One thing you'll never hear: "I'm a Doctor, not an executive level command advisor!"
One thing we did hear: "I'm a surgeon, not a psychiatrist."
Another thing we heard: "He's on the verge of a nervous breakdown, if not insanity!"
~ Mr Atoz, the genuine replica
SHIP'S MEDICAL LOG - CHIEF SURGEON McCOY - CONFIDENTIAL:
Mission year 1: During one of our very first voyages, the captain was FREAKING SPLIT IN TWO! One was like all wimpy and stuff, but the other half attempted rape. We managed to glue him back together, but damn! Now I'm going to have to watch him all the time in case he splits again. I'll need to be on the bridge, when I should instead be in sickbay.
Mission year 2: Okay, just the fifth mission out and our first officer turns all salmon has has to go upstream to Vulcan and spawn. I was just going to give him Prozac, but no, he gets brain fever or something and tries to kill the captain with a Vulcan necktie. Need I add that now I'm going to have to be on the bridge even MORE, in case the urge comes back? And guess who doesn't get a raise for all the extra work... Hold on, computer, prepare to pause recording: a super-powerful space robot the size of a Hoover just took away the comm officers's mind.

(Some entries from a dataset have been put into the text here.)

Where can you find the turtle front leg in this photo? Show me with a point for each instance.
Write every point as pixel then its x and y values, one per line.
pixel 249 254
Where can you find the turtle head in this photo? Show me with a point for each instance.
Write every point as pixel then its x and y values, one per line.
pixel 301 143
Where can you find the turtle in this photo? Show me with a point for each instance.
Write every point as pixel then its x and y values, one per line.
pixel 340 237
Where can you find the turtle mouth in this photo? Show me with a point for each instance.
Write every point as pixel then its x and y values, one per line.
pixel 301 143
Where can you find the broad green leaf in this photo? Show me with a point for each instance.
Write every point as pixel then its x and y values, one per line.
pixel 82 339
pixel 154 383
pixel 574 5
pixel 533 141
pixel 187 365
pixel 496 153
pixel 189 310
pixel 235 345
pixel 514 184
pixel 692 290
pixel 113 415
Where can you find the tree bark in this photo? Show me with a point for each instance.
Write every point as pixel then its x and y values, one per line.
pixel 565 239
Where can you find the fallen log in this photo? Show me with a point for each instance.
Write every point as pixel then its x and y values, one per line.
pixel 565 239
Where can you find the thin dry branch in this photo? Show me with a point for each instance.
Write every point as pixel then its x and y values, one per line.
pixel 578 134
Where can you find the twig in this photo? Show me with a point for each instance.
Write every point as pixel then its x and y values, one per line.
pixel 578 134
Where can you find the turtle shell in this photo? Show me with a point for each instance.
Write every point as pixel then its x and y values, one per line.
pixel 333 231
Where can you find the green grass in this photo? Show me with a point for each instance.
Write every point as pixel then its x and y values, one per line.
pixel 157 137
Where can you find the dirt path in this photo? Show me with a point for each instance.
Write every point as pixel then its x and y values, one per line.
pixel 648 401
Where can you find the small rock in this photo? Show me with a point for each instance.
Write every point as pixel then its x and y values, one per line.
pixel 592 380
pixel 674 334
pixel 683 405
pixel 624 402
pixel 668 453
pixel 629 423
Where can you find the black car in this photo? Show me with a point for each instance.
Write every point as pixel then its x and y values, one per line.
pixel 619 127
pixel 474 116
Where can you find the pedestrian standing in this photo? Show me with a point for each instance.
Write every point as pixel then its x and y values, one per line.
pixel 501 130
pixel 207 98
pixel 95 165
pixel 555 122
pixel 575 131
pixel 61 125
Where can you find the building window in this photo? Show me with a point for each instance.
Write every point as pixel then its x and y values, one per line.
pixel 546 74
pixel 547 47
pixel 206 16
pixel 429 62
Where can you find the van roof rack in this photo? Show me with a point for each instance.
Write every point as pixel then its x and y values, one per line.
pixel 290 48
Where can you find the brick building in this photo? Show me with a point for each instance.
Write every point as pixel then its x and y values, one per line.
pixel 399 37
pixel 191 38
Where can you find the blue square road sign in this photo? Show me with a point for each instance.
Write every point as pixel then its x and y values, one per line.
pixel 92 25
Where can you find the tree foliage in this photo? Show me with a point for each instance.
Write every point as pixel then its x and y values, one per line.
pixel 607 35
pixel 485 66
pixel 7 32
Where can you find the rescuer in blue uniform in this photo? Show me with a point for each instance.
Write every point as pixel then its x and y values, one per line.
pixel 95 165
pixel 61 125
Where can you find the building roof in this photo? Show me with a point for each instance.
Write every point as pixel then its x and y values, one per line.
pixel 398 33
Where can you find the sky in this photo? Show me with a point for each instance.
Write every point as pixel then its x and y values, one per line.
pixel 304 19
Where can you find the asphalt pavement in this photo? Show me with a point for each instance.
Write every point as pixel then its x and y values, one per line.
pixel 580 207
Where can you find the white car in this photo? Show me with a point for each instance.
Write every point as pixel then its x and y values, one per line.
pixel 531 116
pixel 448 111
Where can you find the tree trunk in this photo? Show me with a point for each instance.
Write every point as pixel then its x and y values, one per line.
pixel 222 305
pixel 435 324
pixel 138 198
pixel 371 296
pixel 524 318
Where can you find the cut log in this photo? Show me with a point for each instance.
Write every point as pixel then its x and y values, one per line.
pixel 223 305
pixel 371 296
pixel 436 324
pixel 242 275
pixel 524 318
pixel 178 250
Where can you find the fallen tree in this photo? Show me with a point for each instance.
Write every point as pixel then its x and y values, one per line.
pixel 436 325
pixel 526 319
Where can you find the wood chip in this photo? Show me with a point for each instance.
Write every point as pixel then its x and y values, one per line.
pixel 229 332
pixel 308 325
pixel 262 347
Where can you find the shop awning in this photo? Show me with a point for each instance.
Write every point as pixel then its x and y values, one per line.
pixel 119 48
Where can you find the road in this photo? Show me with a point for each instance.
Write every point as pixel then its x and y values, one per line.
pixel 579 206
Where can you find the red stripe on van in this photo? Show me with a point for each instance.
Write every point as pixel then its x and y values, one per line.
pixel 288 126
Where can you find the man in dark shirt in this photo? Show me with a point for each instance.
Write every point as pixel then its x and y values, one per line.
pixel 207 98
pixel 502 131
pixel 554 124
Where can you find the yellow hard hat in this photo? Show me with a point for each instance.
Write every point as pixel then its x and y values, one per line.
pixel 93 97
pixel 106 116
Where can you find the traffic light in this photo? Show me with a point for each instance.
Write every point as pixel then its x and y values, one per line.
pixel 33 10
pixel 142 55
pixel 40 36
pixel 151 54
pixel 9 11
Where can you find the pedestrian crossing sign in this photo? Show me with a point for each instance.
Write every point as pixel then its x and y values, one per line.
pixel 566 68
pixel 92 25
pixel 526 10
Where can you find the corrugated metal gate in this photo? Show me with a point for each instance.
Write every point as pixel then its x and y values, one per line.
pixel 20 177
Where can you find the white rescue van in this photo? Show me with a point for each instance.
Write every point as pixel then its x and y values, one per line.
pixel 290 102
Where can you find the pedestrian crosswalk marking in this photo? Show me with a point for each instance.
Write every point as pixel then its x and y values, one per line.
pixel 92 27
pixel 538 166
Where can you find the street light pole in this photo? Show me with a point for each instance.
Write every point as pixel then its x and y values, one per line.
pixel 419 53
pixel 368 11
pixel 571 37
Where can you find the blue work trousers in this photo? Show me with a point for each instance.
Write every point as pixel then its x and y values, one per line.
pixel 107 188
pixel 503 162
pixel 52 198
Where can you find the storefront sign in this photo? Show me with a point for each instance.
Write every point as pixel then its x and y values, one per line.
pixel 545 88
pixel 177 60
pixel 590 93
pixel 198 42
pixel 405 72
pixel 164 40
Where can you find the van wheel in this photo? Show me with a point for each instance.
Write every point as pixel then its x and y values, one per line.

Including her security clearances. We're reinstalling it all, but who knows what happened to the codes? Sigh. Back to the bridge full-time AGAIN. I'm a doctor, not a security guard!
Mission year 3: As if I wasn't practically married to the bridge already, on our very first mission this year I had to reinstall the first officer's freaking BRAIN! Do you have any idea how many months of damn near full-time therapy that's going to require? Hmmm, and guess which fleet has never given yours truly a good budget to hire more staff? The captain wanted me to move in with the pointy-eared #&$#* to keep an eye on him 24/7, but he let me off with simply being on the bridge nearly every mission. Like that's a big treat? He still won't give me my own chair! Everyone else on the freaking bridge gets a chair, even Ensign Leslie, who I swear has spoken aboard ship only once. But nooooo, I'm stuck again leaning on the railings, like some hunched goof.
Anyway, I tried to get the captain drunk, like I always do, but -- major fail. He refused to budge.
I swear, when we get back to earth I'm going to grow a beard and go camping.